Okay, so I thought I had this figured out so that everyone is happy, but now people are complaining. I need some advice about the wedding attire for my father, my mom's husband, and my fiance's father.
I thought it would be good if they all wore the zoot suit tuxes we decided to use in our wedding, so that when we take pictures we all match. Also, I feel like my mom's husband deserves to wear a tux at my wedding because my mom and he are paying for the majority of my wedding. However, my dad told my little sister he's going to be upset if my mom's husband wears a tux to my wedding because I'm not his daughter (of course, he didn't say anything to me about it). My dad's been complaining to my fiance that he's not included in the planning of the wedding, but I've told him everything that needs to happen and has happened. He's told me several times he's going to pay for this or that, or give me a check to cover something and he hasn't followed through. It's been mostly my mom who's contributed. My dad's name, as well as my mom's husband's name were included on the wedding invitation, so they are all hosting it together. I think it makes sense that my mom's husband is seen as a "special part" of the wedding, not just a guest, because of all he's done in terms of helping me even be able to have this day.

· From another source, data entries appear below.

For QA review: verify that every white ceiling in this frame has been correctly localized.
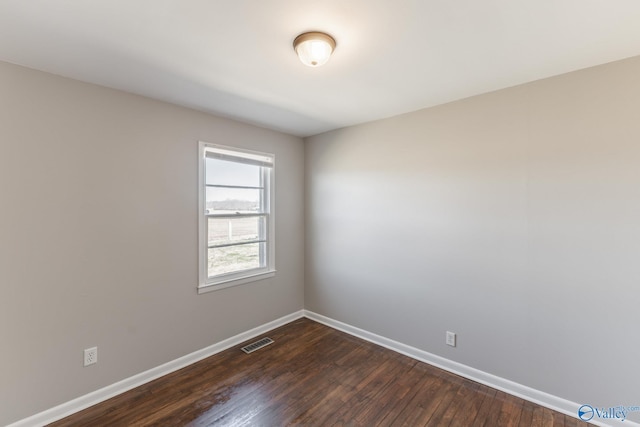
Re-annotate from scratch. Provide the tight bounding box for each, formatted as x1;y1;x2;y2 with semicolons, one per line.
2;1;640;137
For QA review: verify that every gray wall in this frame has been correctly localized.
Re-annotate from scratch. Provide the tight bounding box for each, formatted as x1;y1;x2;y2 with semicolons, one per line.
0;61;304;425
305;56;640;413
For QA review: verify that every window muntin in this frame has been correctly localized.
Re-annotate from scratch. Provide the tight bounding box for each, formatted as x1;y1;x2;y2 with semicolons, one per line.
199;142;275;292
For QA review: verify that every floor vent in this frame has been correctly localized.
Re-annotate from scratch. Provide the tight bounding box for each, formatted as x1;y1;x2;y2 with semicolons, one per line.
241;337;274;354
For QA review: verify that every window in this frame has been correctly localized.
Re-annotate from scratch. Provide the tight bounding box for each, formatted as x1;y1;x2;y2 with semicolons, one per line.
198;142;275;293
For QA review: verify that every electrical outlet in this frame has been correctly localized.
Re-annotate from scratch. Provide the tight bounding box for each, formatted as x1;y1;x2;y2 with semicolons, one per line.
84;347;98;366
446;331;456;347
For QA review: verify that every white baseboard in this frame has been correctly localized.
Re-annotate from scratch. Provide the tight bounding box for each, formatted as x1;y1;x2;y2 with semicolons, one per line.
303;310;638;427
8;310;304;427
10;309;636;427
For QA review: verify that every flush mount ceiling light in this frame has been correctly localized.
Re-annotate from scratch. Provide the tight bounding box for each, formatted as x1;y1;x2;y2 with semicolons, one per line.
293;32;336;67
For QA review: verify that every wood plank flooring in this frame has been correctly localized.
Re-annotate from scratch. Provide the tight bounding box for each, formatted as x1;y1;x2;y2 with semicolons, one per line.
49;318;593;426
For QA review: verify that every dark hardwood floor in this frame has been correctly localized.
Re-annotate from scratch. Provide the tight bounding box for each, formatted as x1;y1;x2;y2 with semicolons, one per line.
49;318;592;426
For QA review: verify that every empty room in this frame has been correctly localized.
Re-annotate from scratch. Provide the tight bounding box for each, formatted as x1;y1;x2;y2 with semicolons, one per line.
1;1;639;426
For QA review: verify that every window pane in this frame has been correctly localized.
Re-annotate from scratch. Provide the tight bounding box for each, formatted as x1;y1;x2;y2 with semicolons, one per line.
208;216;264;246
208;242;265;277
206;158;261;187
206;187;262;214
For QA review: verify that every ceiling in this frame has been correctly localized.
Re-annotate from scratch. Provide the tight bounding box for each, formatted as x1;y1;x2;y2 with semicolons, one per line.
2;1;640;137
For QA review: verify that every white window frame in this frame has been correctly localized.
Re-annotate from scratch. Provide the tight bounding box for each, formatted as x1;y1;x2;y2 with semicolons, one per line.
198;142;275;294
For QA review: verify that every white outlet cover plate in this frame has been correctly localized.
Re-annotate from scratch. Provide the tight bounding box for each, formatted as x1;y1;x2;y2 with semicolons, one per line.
446;331;456;347
84;347;98;366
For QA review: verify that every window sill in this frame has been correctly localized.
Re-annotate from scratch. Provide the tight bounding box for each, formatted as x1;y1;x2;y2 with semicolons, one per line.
197;270;276;294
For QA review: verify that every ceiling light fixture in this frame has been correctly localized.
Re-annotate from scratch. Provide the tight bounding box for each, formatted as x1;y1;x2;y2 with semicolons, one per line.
293;32;336;67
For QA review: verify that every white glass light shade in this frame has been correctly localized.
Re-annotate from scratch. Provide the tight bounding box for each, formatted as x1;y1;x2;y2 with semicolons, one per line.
293;32;336;67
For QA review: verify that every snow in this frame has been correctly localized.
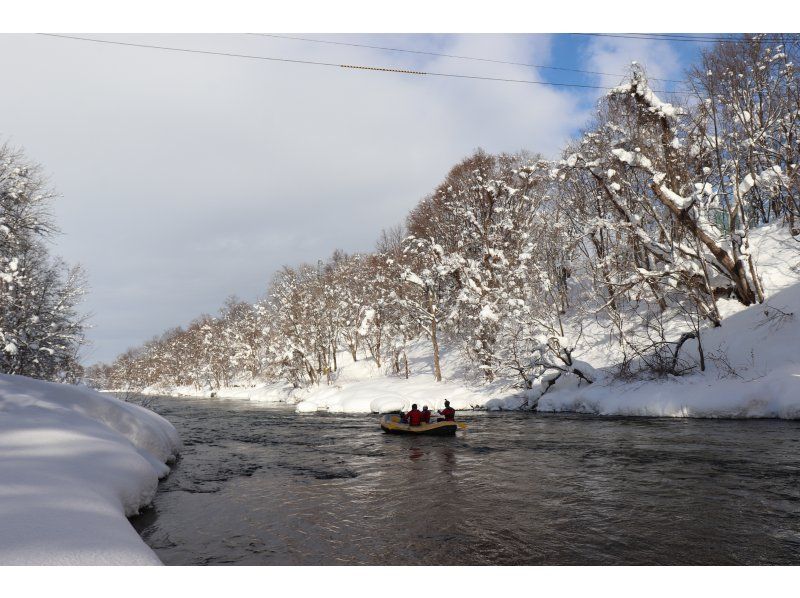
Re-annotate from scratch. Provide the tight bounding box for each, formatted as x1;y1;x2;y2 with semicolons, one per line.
280;223;800;419
609;76;681;118
357;308;375;336
292;375;481;415
658;184;694;210
611;148;653;170
539;364;800;419
739;173;756;196
0;374;181;565
402;271;424;287
479;304;499;322
738;166;788;198
157;341;498;415
149;225;800;421
539;223;800;418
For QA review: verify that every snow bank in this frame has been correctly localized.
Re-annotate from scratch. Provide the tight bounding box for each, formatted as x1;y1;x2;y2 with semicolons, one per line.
0;374;181;565
156;381;302;402
293;376;486;414
539;234;800;418
539;365;800;419
287;340;509;414
153;343;498;415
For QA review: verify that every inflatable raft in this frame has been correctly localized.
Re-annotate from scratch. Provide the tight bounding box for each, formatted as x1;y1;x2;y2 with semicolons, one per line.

I guess I have two questions. One, is it "okay" to have my mom's husband in a tux along with my father and my fiance's father? And two, do I just put him a tux and deal with it at the wedding, or should I talk with my dad beforehand?
I'm beginning to feel like I've heard most other brides say they felt, we should have just elope or something. I don't want my wedding day to feel like a horrible experience, or where I'm overly concerned about hurting everyone else's feelings but not worrying about my own. Thank you for any help you can give me.
Etiquette Now
WEDDING ETIQUETTE EXPERT
Jun 28, 2007, 12:12 PM
Post #2 of 2
(589 views)
Re: [ovrwhelmedbride] FOB, mom's new husband, FOG attire
[In reply to]
Dear Overwhelmed,
Let's look at this from a different perspective. When a stepmother is treated as one of the mothers (she is seated as special) she dresses as one of them. She coordinates with all of the mothers with her dress. And, this is a decision that is made by the couple.
So, if you want to treat your stepfather as one of the fathers, we should apply the same 'rule'. He really should be dressed the same as all of the other men because he is viewed as one of the hosts.
It may be best to speak to your father before the wedding though with your reasoning. Of course you can back it up with etiquette 'rules' too.